The mechanism of delivery of lipids to the lysosome for LIPA-mediated hydrolysis is an ongoing area of interest. Although a recent report showed that lipid droplets could directly interact with lysosomes (43), autophagy nevertheless is a well-examined and currently the major mechanism for delivering lipid droplets into lysosomes (43–45). For example, Singh et al. have shown autophagy is required for lipid droplet breakdown in hepatocytes (14). Adipose-specific ATG7 knockout mice had lower plasma FFA and glycerol levels on the nonfasting baseline and isoproterenol-stimulated condition (46). In addition, chaperone-mediated autophagy has been shown to participate in lipolysis by targeting perilipin 2 and 3, a family of lipid droplet–associated proteins, to precede lipolysis (47). However, autophagy also mediates degradation of numerous other cellular cargo, such as dysfunctional mitochondria, which may also contribute to these phenotypes. Indeed, one such study demonstrated adipocyte-specific deletion of 2 other autophagy genes, ATG3 and ATG16L, both resulting in accumulation of dysfunctional mitochondria (48). This was shown to drive increases in lipid peroxides loaded in low-density lipoprotein, resulting in hepatic insulin resistance along with mild defects in thermogenesis.

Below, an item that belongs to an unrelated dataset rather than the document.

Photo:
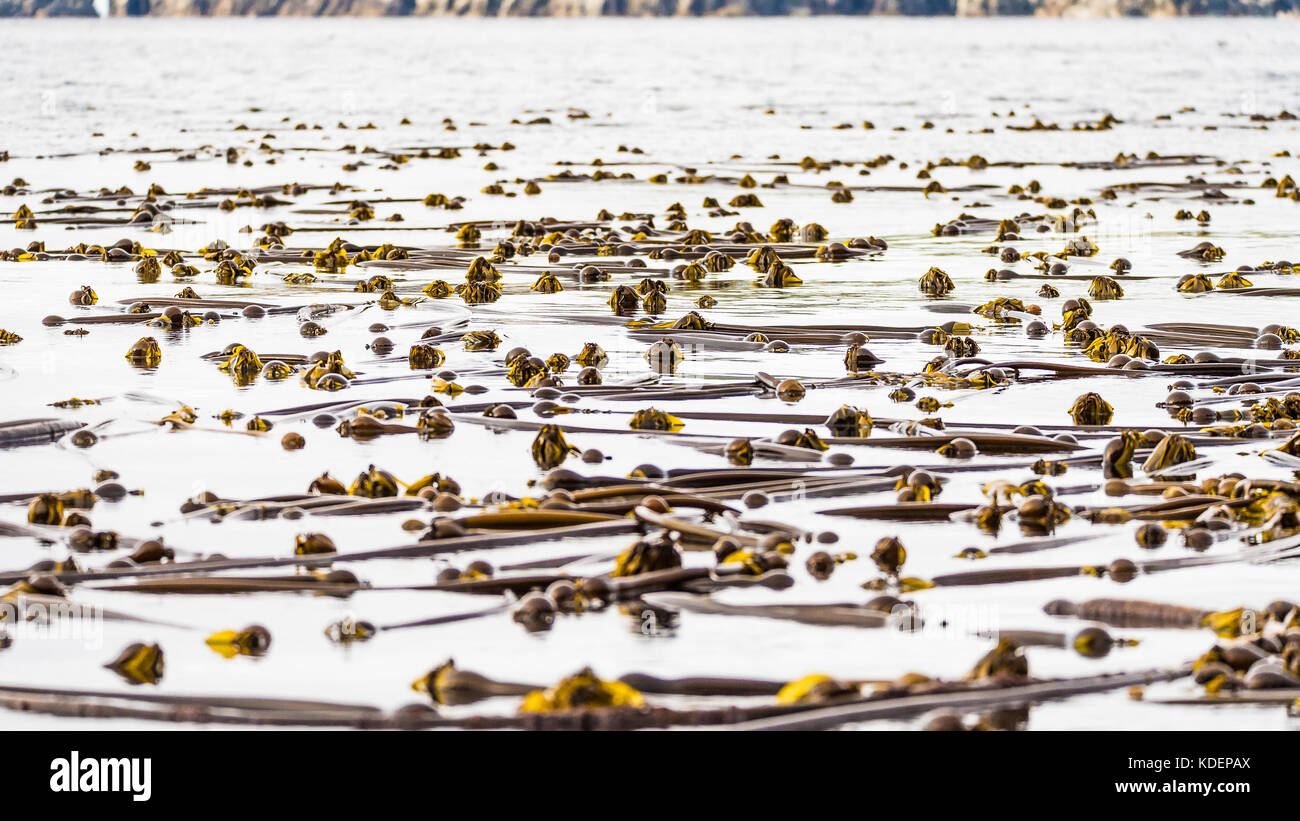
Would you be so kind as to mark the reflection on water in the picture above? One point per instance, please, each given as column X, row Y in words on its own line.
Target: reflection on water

At present, it remains difficult to determine the relative contributions of defective lipolysis versus accumulation of dysfunctional mitochondria to the complex metabolic phenotypes observed with adipocyte-specific autophagy deficiency. Although we have demonstrated the fundamental role of adipocyte lysosomal lipolysis in lipid homeostasis, basic mechanisms mediating truly selective targeting of lipid droplets for lipophagic degradation remain poorly defined (38) and developments in this area will enable further study of the physiological roles of lipophagy in adipocytes.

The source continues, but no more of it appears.